The area is primarily made up of cabins, and much of the museum is set outside. Featuring an entire wall length of panels, these give the names of everyone who perished there. There’s a train carriage to symbolise the various locations across Europe where Jews were transported to Riga and the list is horrifically long.
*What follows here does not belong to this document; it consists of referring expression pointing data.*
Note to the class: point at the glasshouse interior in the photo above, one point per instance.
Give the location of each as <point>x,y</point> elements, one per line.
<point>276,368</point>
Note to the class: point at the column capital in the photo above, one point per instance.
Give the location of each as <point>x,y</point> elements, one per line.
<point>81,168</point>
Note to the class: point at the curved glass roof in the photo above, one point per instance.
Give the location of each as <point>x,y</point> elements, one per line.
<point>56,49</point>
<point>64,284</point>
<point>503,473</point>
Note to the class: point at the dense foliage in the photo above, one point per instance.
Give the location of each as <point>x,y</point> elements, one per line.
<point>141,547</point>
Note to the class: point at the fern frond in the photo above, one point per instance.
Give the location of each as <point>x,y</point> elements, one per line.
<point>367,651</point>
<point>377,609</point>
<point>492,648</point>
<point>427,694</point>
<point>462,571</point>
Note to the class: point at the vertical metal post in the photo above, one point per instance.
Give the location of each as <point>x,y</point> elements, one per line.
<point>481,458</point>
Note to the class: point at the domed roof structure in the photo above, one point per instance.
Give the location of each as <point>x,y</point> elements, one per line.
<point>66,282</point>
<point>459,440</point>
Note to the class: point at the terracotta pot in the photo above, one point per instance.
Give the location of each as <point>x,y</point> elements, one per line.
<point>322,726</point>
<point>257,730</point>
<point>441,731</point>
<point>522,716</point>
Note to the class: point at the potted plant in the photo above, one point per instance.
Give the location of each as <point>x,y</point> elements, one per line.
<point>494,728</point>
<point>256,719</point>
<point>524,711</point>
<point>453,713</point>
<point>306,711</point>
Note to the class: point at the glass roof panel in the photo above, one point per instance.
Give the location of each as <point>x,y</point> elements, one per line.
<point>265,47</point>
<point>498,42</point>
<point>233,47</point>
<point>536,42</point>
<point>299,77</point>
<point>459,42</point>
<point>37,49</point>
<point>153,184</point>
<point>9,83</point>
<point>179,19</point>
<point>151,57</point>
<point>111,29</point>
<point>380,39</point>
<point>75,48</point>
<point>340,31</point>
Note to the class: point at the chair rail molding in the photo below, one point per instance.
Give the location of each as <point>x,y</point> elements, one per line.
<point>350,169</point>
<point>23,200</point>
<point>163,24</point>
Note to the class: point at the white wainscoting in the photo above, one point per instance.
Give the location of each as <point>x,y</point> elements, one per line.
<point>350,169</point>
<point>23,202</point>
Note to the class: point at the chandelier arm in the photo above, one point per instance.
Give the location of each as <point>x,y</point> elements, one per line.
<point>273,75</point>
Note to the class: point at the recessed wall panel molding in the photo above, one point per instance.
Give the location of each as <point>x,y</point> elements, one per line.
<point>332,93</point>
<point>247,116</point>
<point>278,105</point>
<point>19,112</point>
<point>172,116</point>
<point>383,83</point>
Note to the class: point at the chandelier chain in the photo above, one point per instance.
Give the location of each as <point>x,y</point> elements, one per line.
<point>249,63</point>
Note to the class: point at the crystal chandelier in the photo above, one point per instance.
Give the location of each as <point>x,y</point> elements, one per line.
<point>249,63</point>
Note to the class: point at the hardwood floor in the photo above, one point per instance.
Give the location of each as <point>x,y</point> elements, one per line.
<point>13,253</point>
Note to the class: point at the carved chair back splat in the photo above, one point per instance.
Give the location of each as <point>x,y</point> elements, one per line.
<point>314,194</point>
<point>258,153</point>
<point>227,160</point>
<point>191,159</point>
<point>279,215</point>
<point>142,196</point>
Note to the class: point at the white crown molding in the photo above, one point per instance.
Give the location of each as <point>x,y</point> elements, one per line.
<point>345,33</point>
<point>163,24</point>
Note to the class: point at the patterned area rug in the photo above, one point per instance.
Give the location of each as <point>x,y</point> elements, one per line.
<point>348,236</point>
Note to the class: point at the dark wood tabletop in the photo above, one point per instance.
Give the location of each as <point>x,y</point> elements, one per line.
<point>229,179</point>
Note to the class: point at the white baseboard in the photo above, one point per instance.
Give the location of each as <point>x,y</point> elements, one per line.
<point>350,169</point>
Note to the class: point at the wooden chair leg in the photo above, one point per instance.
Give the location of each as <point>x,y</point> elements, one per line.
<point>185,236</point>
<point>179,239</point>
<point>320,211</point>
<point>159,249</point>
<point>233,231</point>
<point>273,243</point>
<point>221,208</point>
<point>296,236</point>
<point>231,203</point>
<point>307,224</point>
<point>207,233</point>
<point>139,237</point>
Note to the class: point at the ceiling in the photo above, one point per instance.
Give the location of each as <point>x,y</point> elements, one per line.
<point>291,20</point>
Although there hasn’t been much funding for the exhibitions, they’re so well done.  It’s well worth taking time out to visit and pay your respects.

Swedish Gate

The gate was built as part of the city walls and provided access to Swedish barracks for soldiers stationed in Riga during their occupation of the city.  Swedish Gate is one of the oldest remaining parts of the wall.  It’s a beautiful archway and another nod to Latvia’s diverse history.

Rozena Street

Rozena has the rather quirky glory of being the narrowest street in Riga Old Town. If your arms are long enough, you’ll be able to reach out and touch both sides.  Amazing, huh?  I know.  Also, the street is extremely pretty and it’s a bit of a hidden gem.

Because of this, it’s unlikely you’ll have to compete with hoards of tourists. When you tire of all the arm stretching, grab a beer in the bar at the end of the street. OR, do some stretching, grab a beer and then go back and do more; it’s completely up to you.

Whatever you do; enjoy your time in Riga Old Town.